But there are workarounds
- You can drag the formula down instead of converting it to a column formula. That way, you can overtype it.
- You can leave your original data as it is, add a new column and place a formula in the new column to merge the data from the column you have typed into and the column from the other sheet.
In more detail....
A formula should be placed into a new column in sheet E (repeat for sheet F later) and will bring the text from sheet J into sheet E if there is text in sheet J (we are no longer checking for Hol, Half Day Hol, Half Day Unpaid, Sick, Half Day Sick, Unpaid, and SSP because you say there is nothing else there)
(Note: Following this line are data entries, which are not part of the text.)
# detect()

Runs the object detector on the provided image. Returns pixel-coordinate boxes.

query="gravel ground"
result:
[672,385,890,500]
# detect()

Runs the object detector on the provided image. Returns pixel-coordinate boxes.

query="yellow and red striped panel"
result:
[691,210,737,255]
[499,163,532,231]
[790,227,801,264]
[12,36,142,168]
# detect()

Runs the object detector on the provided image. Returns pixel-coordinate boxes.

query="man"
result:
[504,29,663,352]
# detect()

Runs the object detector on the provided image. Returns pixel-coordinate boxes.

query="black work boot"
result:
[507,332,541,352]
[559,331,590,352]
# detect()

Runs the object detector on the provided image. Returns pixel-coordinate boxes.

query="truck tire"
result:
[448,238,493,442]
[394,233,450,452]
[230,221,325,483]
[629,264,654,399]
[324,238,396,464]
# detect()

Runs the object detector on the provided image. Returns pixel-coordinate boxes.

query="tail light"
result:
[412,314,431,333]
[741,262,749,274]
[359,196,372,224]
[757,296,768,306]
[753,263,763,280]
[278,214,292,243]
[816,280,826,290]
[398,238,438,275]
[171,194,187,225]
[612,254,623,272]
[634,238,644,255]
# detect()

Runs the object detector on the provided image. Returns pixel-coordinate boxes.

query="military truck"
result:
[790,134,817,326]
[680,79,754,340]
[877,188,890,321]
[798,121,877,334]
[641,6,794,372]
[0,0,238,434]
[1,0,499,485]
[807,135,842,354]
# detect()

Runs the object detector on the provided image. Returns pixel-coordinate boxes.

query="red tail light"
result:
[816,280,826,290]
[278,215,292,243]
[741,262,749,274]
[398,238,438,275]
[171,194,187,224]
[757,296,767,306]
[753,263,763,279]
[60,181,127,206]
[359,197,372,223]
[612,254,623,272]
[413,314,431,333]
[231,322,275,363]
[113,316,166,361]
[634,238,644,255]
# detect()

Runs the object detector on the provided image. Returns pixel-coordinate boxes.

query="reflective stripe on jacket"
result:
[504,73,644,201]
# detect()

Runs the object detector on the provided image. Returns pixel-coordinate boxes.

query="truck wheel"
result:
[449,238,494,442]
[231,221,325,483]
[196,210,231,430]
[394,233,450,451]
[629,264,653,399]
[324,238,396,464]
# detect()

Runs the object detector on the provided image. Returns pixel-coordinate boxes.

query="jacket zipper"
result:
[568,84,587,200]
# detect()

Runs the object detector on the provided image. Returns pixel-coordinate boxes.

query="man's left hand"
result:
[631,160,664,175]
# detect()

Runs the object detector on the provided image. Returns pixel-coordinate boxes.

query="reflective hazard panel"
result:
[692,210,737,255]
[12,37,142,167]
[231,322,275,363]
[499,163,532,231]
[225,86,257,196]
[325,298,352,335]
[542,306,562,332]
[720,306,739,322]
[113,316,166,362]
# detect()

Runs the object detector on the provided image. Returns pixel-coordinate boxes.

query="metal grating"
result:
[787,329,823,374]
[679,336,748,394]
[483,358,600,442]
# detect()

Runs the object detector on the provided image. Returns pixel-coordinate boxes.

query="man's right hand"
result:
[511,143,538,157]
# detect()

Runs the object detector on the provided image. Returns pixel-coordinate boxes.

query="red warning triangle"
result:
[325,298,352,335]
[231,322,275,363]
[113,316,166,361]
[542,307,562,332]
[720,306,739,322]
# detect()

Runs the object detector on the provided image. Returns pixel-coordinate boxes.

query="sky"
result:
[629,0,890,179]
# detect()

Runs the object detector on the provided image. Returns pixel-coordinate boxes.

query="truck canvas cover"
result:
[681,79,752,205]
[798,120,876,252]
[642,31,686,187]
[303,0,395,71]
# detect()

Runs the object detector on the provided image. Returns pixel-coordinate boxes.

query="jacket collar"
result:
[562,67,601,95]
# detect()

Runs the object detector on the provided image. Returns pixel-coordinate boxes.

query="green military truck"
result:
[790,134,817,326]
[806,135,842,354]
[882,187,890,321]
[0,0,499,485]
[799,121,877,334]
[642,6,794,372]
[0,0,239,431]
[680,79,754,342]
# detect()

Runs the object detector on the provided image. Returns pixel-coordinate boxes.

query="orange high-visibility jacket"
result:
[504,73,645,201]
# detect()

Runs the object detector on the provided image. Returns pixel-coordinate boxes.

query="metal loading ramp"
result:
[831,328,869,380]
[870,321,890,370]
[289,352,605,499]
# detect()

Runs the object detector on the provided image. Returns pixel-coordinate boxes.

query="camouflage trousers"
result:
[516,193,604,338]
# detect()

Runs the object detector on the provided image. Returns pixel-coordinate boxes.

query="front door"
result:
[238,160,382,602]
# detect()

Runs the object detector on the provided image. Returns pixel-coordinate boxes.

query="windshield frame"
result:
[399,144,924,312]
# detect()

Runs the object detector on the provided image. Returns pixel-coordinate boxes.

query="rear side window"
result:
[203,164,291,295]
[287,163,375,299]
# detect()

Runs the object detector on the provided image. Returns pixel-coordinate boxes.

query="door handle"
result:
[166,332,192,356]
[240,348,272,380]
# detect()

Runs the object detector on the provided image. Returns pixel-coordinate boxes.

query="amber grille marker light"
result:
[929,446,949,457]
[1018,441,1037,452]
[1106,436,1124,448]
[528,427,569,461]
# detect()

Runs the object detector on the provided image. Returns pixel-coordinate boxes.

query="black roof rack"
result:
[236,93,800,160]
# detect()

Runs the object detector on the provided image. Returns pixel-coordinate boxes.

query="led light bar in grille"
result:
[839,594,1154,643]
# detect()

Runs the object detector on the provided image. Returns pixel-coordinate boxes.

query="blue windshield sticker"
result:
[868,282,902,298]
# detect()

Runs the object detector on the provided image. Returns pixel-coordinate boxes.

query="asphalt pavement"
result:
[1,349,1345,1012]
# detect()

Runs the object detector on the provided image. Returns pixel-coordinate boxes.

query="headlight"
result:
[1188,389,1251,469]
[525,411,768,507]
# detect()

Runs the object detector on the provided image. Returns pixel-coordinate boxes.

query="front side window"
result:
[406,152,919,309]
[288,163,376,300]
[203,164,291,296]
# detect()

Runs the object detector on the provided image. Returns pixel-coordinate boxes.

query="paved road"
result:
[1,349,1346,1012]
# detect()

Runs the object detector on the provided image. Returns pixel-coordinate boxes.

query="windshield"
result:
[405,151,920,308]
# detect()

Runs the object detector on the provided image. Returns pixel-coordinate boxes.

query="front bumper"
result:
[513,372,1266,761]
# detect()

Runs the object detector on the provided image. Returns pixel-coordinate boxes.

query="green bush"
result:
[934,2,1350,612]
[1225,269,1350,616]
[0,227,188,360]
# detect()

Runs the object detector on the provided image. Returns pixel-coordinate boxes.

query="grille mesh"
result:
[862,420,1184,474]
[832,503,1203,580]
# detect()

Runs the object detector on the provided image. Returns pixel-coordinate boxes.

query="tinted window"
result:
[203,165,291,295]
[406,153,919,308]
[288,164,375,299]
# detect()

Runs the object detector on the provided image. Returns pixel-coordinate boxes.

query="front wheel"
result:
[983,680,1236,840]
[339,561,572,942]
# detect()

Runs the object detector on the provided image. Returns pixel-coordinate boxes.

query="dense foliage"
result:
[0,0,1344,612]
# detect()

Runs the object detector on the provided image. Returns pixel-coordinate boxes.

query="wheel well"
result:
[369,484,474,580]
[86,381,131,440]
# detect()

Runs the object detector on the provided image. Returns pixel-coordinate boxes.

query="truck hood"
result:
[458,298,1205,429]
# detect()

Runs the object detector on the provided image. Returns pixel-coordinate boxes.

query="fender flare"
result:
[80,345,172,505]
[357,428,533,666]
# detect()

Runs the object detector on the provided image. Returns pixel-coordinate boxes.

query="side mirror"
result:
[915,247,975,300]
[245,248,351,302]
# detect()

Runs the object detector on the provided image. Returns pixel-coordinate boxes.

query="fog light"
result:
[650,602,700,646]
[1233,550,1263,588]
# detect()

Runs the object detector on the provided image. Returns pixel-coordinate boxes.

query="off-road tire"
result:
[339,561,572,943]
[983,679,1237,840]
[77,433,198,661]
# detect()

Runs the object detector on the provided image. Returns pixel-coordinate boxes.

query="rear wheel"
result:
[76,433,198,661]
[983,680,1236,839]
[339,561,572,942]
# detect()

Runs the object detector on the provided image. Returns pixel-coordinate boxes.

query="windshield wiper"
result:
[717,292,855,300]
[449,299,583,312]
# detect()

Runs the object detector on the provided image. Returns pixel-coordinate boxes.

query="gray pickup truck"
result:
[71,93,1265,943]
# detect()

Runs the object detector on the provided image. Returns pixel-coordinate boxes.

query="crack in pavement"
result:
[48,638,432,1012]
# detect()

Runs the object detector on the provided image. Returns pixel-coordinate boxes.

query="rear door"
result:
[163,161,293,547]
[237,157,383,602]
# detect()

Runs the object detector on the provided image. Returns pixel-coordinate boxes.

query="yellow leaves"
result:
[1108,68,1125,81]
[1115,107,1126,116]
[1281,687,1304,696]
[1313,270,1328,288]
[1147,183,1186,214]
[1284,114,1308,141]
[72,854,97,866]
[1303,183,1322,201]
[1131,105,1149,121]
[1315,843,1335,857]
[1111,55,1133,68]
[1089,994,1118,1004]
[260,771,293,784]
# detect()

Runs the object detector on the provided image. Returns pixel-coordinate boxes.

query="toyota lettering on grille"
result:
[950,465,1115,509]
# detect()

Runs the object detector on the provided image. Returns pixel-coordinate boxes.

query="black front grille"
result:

If there is not text in sheet J, it will take the text from the column that was already in sheet E in a column I am calling Manually entered data (change this to your column heading).
So if this is sheet J
Sheet E would look like this. One column with the typed data in and one with it merged with the data from J.
The formula would be
=IFERROR(IF(ISBLANK(INDEX({Source Sheet Job Info Column Ashley}, MATCH(Date@row, {Source Sheet Date Column}, 0))), [Manually entered data]@row, INDEX({Source Sheet Job Info Column Ashley}, MATCH(Date@row, {Source Sheet Date Column}, 0))), [Manually entered data]@row)
This says if the result of the index match is blank, then use the text in the Manually entered data column, if not use the result of the index match. If there is no match, also use the text in the Manually entered data column.
You will need to set up one of these formulas with cross sheet references for every column, which I am not a fan of but I think it will do what you want. If you want to make the process simpler, I would suggest having a simpler sheet J that just has 3 columns - date, reason, and name - with multiple rows per date, rather the one column per name. It would be easier to do a look up on that that than the huge grid, but that is for the future.
Hopefully, this answers your current question.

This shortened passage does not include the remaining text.